Not one to sit on the sidelines, Charney wanted to once again head up the company he founded. Backed by investors who claimed to have a $320 million takeover plan, his bid was rejected by U.S. Bankruptcy Judge Brendan Shannon in Wilmington, DE.

The lesson from Charney’s unsuccessful American Apparel bid

Charney’s unsuccessful American Apparel bid illustrates the biggest entrepreneurial lesson out there: when you get knocked down, keep getting up. He attempted to reclaim his former company. When his bid was rejected, he made known his intention to start a new venture that will compete directly with American Apparel. He and his investors cite the poor management of the company that led to its downturn and eventual bankruptcy filing after he was ousted. He knows he can do better than what American Apparel did after he left.

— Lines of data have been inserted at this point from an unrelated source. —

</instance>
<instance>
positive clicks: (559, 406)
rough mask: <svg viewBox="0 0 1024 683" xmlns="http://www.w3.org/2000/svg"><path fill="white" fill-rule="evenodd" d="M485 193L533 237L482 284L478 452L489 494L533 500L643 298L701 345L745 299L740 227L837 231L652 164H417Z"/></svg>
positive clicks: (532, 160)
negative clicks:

And Charney is not alone; every day, entrepreneurs start businesses that compete with either the companies they’ve left in the dust or their former startups. It’s not uncommon for someone to hang out a shingle with a new name and start going after customers and clients – that’s why companies have non-compete agreements. It is not known whether or not Charney had signed such a document. However, if he’s preparing to launch a company that competes directly with American Apparel, he probably has not.

In the meantime, Charney’s financial supporters are keeping an eye on the American Apparel brand. If there’s an opportunity to scoop it up, they may do so, according to Chad Hagan of Hagan Capital Group.